Copyable GAD-7 Documentation Template
The GAD-7 is often used in behavioral health documentation to record anxiety symptom severity, track change over time, and support treatment planning. If you use it during intake, ongoing therapy, psychiatric follow-up, or measurement-based care, the note should capture more than the total score.
A useful GAD-7 note usually includes the date administered, client-reported symptoms, score, clinical interpretation, discussion with the client, interventions or treatment plan updates, and follow-up plan. The template below is designed for therapists, counselors, social workers, psychologists, psychiatrists, and other behavioral health clinicians who need a fast, organized way to document the result.
Blank GAD-7 Documentation Template
Date administered: [Month Day, Year]
Reason for administration: [Intake screening, anxiety monitoring, treatment plan review, symptom increase, medication follow-up, discharge planning, other]
Measure completed by: [Client / caregiver with client input / clinician-administered]

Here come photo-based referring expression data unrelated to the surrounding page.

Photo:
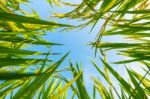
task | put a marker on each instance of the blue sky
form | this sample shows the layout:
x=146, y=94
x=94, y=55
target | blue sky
x=75, y=41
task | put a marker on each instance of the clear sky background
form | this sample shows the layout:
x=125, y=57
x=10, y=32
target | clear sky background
x=75, y=41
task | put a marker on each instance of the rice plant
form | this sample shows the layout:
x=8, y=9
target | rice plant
x=18, y=29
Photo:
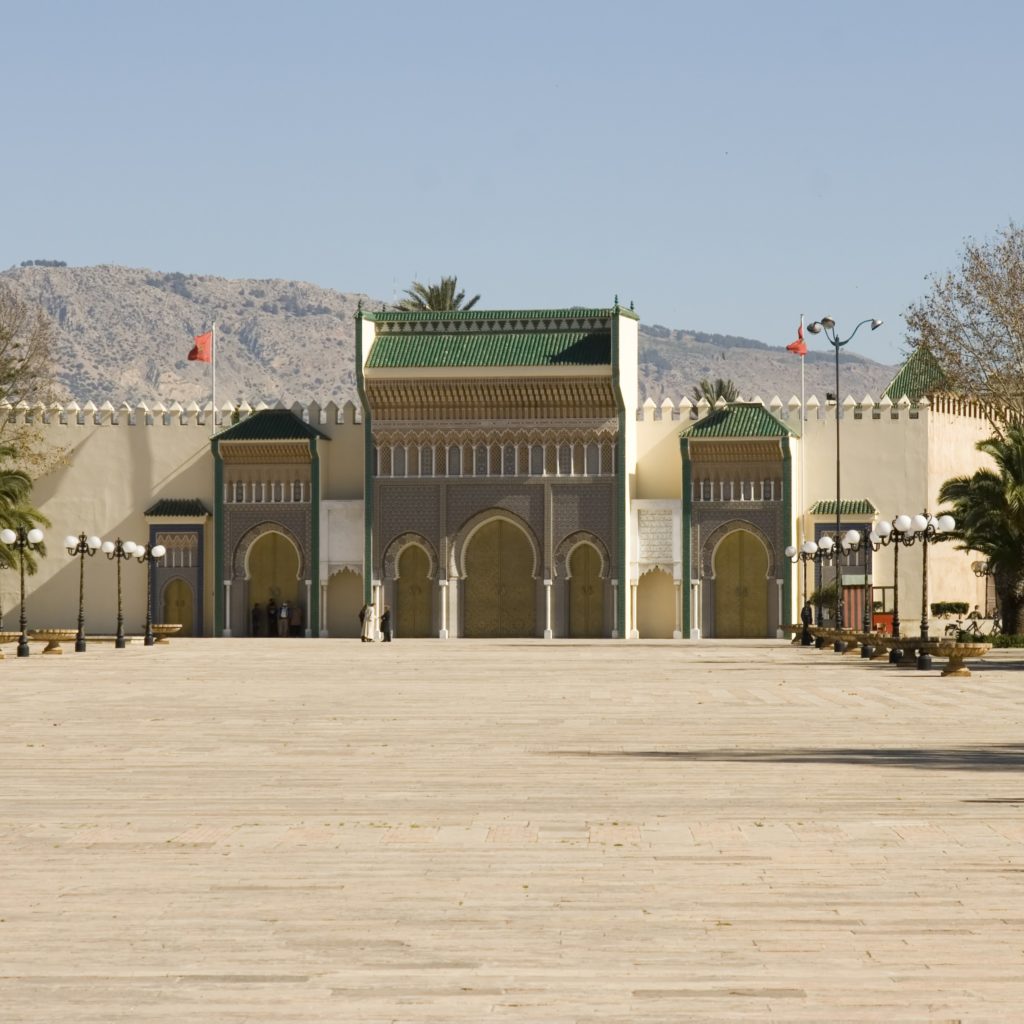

Time period reviewed: Past two weeks
GAD-7 total score: [0–21]
Score interpretation used in this setting: [Minimal / mild / moderate / severe, or practice-specific interpretation]
Client-reported anxiety symptoms: Client endorsed [briefly list primary symptoms reported, such as excessive worry, difficulty controlling worry, restlessness, irritability, muscle tension, sleep disturbance, concentration difficulty, or functional impairment].
Functional impact: Client reported anxiety is affecting [work, school, relationships, parenting, sleep, health routines, social activity, decision-making, other].
Clinical discussion: Clinician reviewed GAD-7 score with client. Client reported [agreement, surprise, concern, increased insight, questions, other response]. Clinician provided psychoeducation regarding anxiety symptoms and discussed how the score relates to current treatment goals.
Interventions provided during session: [CBT cognitive restructuring, grounding skills, breathing practice, exposure planning, mindfulness, behavioral activation, problem-solving, medication education, safety assessment if clinically indicated, care coordination, other]
Treatment plan connection: GAD-7 result supports continued focus on [treatment goal or objective]. Treatment plan will be [continued as written / updated to include anxiety reduction objective / reviewed at next session / coordinated with prescriber or other provider].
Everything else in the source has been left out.